Essentially, it seems to me that lots of things gracefully handle `(:foo coll)`, despite them not really making sense, but they don't throw exceptions and happily return `nil`. :)
Because being sorted means you have a comparator with implicit expectations about what you are able to sort.

`(:foo "bar")` is exceptional and it's behavior should be considered undefined
Fair enough :) I guess part of the confusion is that:

`(:foo "bar")` is exceptional, but does not throw an exception
`(:foo sorted-set-coll)` is exceptional, but _does_ throw an exception

The original problem was found from some code that was running postwalk and calling a keyword-fn on each form, which works fine for most datastructures (like strings).
perhaps a better word for these cases is "undefined"
I've just had this issue come to bite me in our codebase at work. I built a sorted-map containing only numbers as keys; it works fine during normal testing but crashes on type checks such as `(protocol? my-map)` and sometimes during spec validations. Why? Because those things check for the existence of certain keywords in the map, and doing so throws an exception because it tries to compare a keyword to a number.

To me this fundamentally breaks the contract of what it means to be a map. One expects (and in fact clojure.core and clojure.spec.alpha expect), that if a value satisfies `map?` then one can call a keyword on it and either get a value or a nil.

I can't see any justification for the claim that asking if a sorted-set of strings contains a keyword is an exceptional (or even undefined) case. The answer to "what does that even mean?" is simple - it means, "is that key in this set?", the answer to which will always be no. In mathematics, I can ask if an imaginary number is in the ordered set of integers, and despite those not being comparable the answer is not undefined, it is just no.

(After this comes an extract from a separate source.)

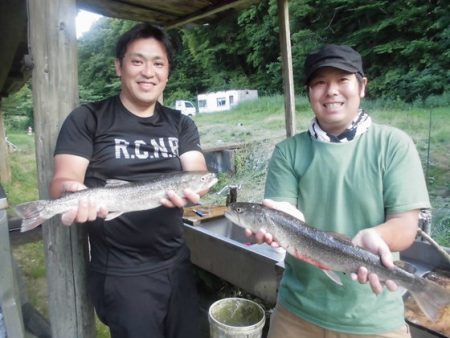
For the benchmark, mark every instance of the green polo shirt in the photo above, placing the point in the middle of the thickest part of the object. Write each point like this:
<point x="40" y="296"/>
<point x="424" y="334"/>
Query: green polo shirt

It makes sense that trying to *insert* a keyword into a sorted-set of numbers should blow up. But it makes no sense (from an API perspective) that querying for a non-existent member should ever throw an exception.

IIRC Rich Hickey pointed out that strong typing doesn't actually catch any serious bugs, just ones you would find in very basic testing. However this unexpected behaviour of a sorted-map has caused a serious bug that was not caught during normal testing, and would not have been possible in a strongly typed language. To me that means either Rich is wrong about type systems or the implementation of sorted-map/sorted-set is faulty, and I tend towards the latter.
Note that (strongly typed) Java has the same behavior, which is to some degree what we cued on when looking at this.

user=> (def m (java.util.TreeMap.))
user=> (.put m "a" "b")
user=> (.containsKey m 100)
Execution error (ClassCastException) at java.lang.Long/compareTo (Long.java:59).
class java.lang.String cannot be cast to class java.lang.Long (java.lang.String and java.lang.Long are in module java.base of loader 'bootstrap')
If you try to do that in *actual* Java, the compiler will stop you.

It lets you run that code via Clojure's Java interop only because Clojure circumvents Java's strong typing using type casting, which is why you get a ClassCastException at runtime.